NB classifier is a highly scalable supervised learning technique. Bayesian reasoning is based on probability to derive conclusions about the ideal decision's probability distribution. It has been effectively implemented in various scientific areas and consistently performs well even when a few variables are considered.
SVM is a machine learning approach that is based on statistical learning theory. A support vector machine aims to minimize generalization error by creating a hyperplane in a high-dimensional space and utilizing a maximum margin to separate feature vectors belonging to distinct classes. When a support vector machine is used for linear classification, an n-1 dimensional hyperplane is used, where n is the dimension of the data.

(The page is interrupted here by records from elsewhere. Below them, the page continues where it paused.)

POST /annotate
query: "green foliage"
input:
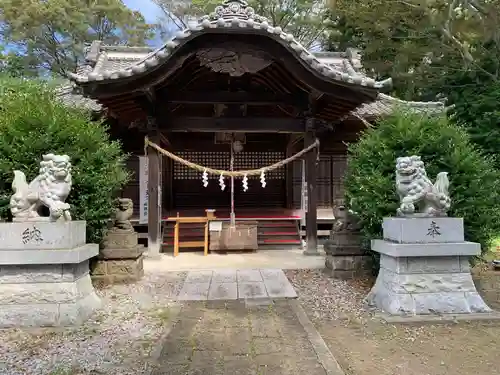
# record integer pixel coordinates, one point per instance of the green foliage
(307, 20)
(473, 98)
(417, 43)
(53, 33)
(474, 182)
(32, 123)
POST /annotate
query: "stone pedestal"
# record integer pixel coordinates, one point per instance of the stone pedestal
(44, 274)
(120, 260)
(424, 268)
(344, 257)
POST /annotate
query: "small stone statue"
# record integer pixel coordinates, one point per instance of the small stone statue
(123, 212)
(416, 189)
(345, 219)
(49, 189)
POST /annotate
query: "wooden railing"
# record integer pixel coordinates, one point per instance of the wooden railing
(192, 220)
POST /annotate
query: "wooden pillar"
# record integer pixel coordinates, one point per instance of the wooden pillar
(154, 199)
(312, 193)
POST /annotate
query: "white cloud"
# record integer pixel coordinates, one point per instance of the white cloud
(148, 9)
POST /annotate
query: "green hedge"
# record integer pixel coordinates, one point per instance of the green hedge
(33, 122)
(443, 146)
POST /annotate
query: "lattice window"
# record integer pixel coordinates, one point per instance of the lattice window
(220, 160)
(256, 160)
(217, 160)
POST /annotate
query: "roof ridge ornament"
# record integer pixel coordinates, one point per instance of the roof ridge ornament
(234, 9)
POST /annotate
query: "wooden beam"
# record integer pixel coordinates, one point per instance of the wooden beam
(237, 97)
(234, 124)
(154, 198)
(312, 193)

XGboost is one of the most extensively used machine learning classifiers in bioinformatics. It is based on a tree model that classifies using a boosting method. Regularization elements are added to the cost function to minimize the model's complexity and prevent overfitting. Additionally, the parallel computing function is enabled by the XGboost algorithm, which significantly accelerates calculation.
Model evaluation and validation
We evaluated the predictive performance of the models in two ways: calibration plots, which represent the agreement between the predicted likelihood and the actual likelihood; AUC and ROC curves, which evaluate the classification performance of each specific model.